Embeddings

The /v1/embeddings endpoint generates vector embeddings (numerical representations) for a provided set of input texts. These embeddings are optimized for semantic search, classification, clustering, and other machine learning tasks.

OpenAI Compatible: This endpoint is fully compatible with the OpenAI Embeddings API. You can use the OpenAI SDK by pointing it to our base URL.

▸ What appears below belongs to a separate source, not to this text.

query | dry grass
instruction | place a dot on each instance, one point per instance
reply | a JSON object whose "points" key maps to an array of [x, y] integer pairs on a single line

View our available embedding models to see which models support which features.

Base URL

https://us.inference.heroku.com

Authentication

All requests must include an Authorization header with your Heroku Inference API key:

Authorization: Bearer YOUR_EMBEDDING_KEY

You can get your API key from your Heroku app’s EMBEDDING_KEY config variable (assuming you created the model resource with an --as EMBEDDING flag).

Request Parameters

model

string · required ID of the embedding model to use. Example: "cohere-embed-multilingual"

input

array or string · required Single string or an array of strings for the model to embed.

Max: 96 strings
Max: 2048 characters each
Recommended: Less than 512 tokens per string

["example string 1", "example string 2"]

input_type

enum · optional Specifies the type of input passed to the model. This prepends special tokens to the input for optimal embeddings. Options: search_document, search_query, classification, clustering Example: "search_document" for indexing documents, "search_query" for search queries

encoding_format

enum · optional · default: "raw" Determines the encoding format of the output. Options: raw, base64

embedding_type

enum · optional · default: "float" Specifies the type(s) of embeddings to return. Options: float, int8, uint8, binary, ubinary

allow_ignored_params

boolean · optional · default: false Ignore unsupported parameters in request instead of throwing an error.

Response

object

string Always returns "list".

data

array List of embedding objects generated, one per input string.

Embedding Object

Each object in the data array includes:object (string): Type of object, always "embedding"index (integer): Index of the input string this embedding corresponds to (starting from 0)embedding (array or string): The embedding vector of the specified embedding_type

model

string ID of the model that generated the embeddings.

usage

object Token usage statistics.

prompt_tokens (integer): Tokens in the input
total_tokens (integer): Total tokens used

Examples

eval $(heroku config -a $APP_NAME --shell | grep '^EMBEDDING_' | sed 's/^/export /' | tee >(cat >&2))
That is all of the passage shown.